Aktuelles

Aktuell 2011 und Karl-Carstens-Preis

Freitag, 26. August 2011

Am 26. August 2011 nahm Paul-Elmar Jöris, landespolitischer Korrespondent beim WDR Düsseldorf, im Rahmen der Veranstaltung „Aktuell“ vor ca. 150 Mitgliedern der sicherheitspolitischen Community der BAKS den Karl-Carstens-Preis des Freundeskreises entgegen.

Drei Herren sind sitzend im Gespräch

Herr Generalleutnant Jürgen Bornemann, der neue Vize-Präsident, Herr Oberst i.G. Rainer Meyer zum Felde und Herr Dr. Karl-Heinz Kamp
Quelle: Bundesakademie für Sicherheitspolitik

In seiner Rede beschrieb Jöris die abnehmende Qualität des investigativen Journalismus aufgrund der schrumpfenden Budgets der Print-Medien. Die Tatsache, dass die Schwerpunkte des diesjährigen Preisträgers im Bereich der Justiz- und Innenpolitik liegen, unterstreicht den umfassenden Ansatz der BAKS. Die Laudatio hielt Rolf Clement, Korrespondent für Sicherheitspolitik und Mitglied der Chefredaktion beim Deutschlandfunk. Die festliche Preisverleihung fand im Historischen Saal der BAKS statt, jenem bedeutsamen Ort der Unterzeichnung der „2+4-Verträge“, durch die Deutschland nach der Wiedervereinigung seine volle staatliche Souveränität erlangte. Die Anwesenheit hochrangiger Diplomaten und Politiker sowie Spitzenmilitärs und zahlreicher weiterer Gäste aus dem Bereich der Sicherheitspolitik vollendete die glanzvolle Atmosphäre der Veranstaltung.

An die Preisverleihung anschließend und am darauffolgenden Tag lieferte die BAKS in drei hochkarätig besetzten Panels Antworten auf einige zentrale Fragen deutscher Sicherheits- und Verteidigungspolitik: „Sicherheitspolitische Handlungsfähigkeit Deutschlands: Zwischen Anspruch und Wirklichkeit“ lautete das Schwerpunktthema, unter dem die deutschen Interessen in den Vereinten Nationen und in der NATO einer – teils kontroversen – Betrachtung unterzogen wurden. Am zweiten Tag wurde der Blick auf die künftige Gestaltung deutscher Sicherheitspolitik gerichtet.

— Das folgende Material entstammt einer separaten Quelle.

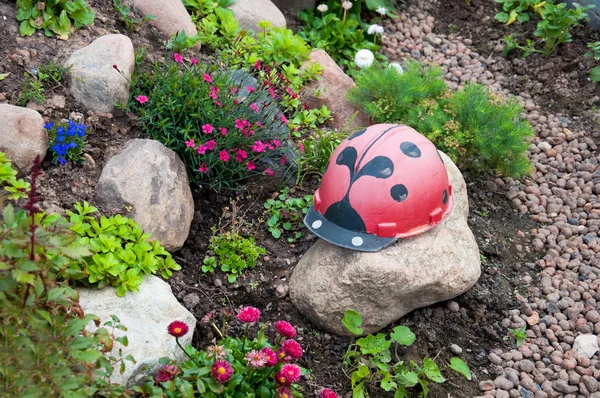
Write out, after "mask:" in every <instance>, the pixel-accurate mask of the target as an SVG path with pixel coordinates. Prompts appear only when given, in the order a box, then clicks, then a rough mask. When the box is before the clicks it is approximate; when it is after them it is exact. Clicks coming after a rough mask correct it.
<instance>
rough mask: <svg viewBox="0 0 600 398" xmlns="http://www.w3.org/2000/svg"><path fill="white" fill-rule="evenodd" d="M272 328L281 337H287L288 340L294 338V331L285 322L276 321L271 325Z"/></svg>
mask: <svg viewBox="0 0 600 398" xmlns="http://www.w3.org/2000/svg"><path fill="white" fill-rule="evenodd" d="M273 328H275V331H276V332H277V333H279V334H280V335H282V336H283V337H287V338H288V339H293V338H294V337H296V329H294V327H293V326H292V325H291V324H290V323H289V322H286V321H277V322H275V323H274V324H273Z"/></svg>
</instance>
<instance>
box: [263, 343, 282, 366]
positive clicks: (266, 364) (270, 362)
mask: <svg viewBox="0 0 600 398" xmlns="http://www.w3.org/2000/svg"><path fill="white" fill-rule="evenodd" d="M260 351H261V352H262V353H263V354H264V355H265V358H267V363H266V365H267V366H270V367H272V366H275V365H277V363H278V362H279V361H278V360H277V353H275V351H273V350H272V349H270V348H269V347H265V348H263V349H262V350H260Z"/></svg>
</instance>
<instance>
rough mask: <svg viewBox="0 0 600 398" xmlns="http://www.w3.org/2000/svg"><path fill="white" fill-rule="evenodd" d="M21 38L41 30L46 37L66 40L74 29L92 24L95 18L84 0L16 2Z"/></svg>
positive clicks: (95, 17)
mask: <svg viewBox="0 0 600 398" xmlns="http://www.w3.org/2000/svg"><path fill="white" fill-rule="evenodd" d="M17 7H18V11H17V20H18V21H21V26H20V29H19V30H20V32H21V36H31V35H32V34H34V33H35V30H36V29H43V30H44V34H45V35H46V36H54V35H57V36H59V37H60V38H61V39H67V38H68V37H69V34H71V32H72V31H73V30H74V29H79V28H81V27H82V26H83V25H91V24H93V23H94V19H95V18H96V16H95V15H94V11H92V9H91V8H90V7H89V6H88V5H87V3H86V2H85V0H47V1H45V2H41V1H37V0H17Z"/></svg>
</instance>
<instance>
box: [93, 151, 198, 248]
mask: <svg viewBox="0 0 600 398" xmlns="http://www.w3.org/2000/svg"><path fill="white" fill-rule="evenodd" d="M96 200H97V202H98V204H99V205H100V206H102V207H103V208H104V209H105V210H117V211H123V210H130V211H131V213H130V214H128V216H131V217H132V218H133V219H134V220H135V221H136V222H137V223H138V224H139V225H140V227H142V229H143V230H144V232H147V233H149V234H151V235H152V238H153V239H156V240H158V241H159V242H160V243H161V245H163V246H164V247H165V249H167V250H169V251H174V250H178V249H180V248H181V247H182V246H183V244H184V242H185V240H186V239H187V237H188V234H189V232H190V226H191V224H192V218H193V216H194V201H193V199H192V191H191V189H190V185H189V181H188V177H187V174H186V170H185V166H184V164H183V162H182V161H181V159H179V156H177V154H176V153H175V152H173V151H172V150H170V149H168V148H167V147H165V146H164V145H163V144H161V143H160V142H158V141H154V140H143V139H134V140H130V141H128V142H127V143H126V144H125V148H124V149H123V152H121V153H120V154H118V155H116V156H114V157H112V158H111V159H110V160H109V161H108V162H107V163H106V165H105V166H104V169H103V170H102V174H101V175H100V179H99V180H98V184H97V185H96Z"/></svg>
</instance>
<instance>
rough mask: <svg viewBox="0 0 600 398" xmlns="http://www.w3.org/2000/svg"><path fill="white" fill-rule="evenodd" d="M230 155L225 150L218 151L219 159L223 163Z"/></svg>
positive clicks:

Die Panels waren so konzipiert, dass jeweils eine Innen- und eine Außenperspektive gegenübergestellt wurden. Als Gesprächspartnter konnte die BAKS begrüßen:

  • Dr. W. Otto Lampe, Beauftragter für Vereinte Nationen des Auswärtigen Amts
  • Eric Gujer, Deutschland-Korrespondent der „Neuen Zürcher Zeitung“
  • Generalleutnant Jürgen Bornemann, Generaldirektor des Internationalen Militärstabes bei der NATO in Brüssel
  • Dr. Karl-Heinz Kamp, Forschungsdirektor am NATO Defense College in ROM
  • Botschafter Wolfgang Ischinger, Generalbevollmächtigter für Regierungsbeziehungen bei der Allianz SE und Vorsitzender der Münchner Sicherheitskonferenz
  • John Christian Kornblum, ehemaliger US-Botschafter in Deutschland

Ein Herr steht am Rednerpult und hält einen Vortrag

Paul-Elmar Jöris, der diesjährige Karl-Carstens-Preisträger, während seines Vortrages
Quelle: Bundesakademie für Sicherheitspolitik

Wie ein roter Faden zog sich die Forderung nach einer Vertiefung der EU und einer Neuorientierung der transatlantischen Beziehungen durch die Diskussionen. Außerdem wurde wiederholt auf die Notwendigkeit einer Intensivierung der NATO-Russland-Beziehungen hingewiesen.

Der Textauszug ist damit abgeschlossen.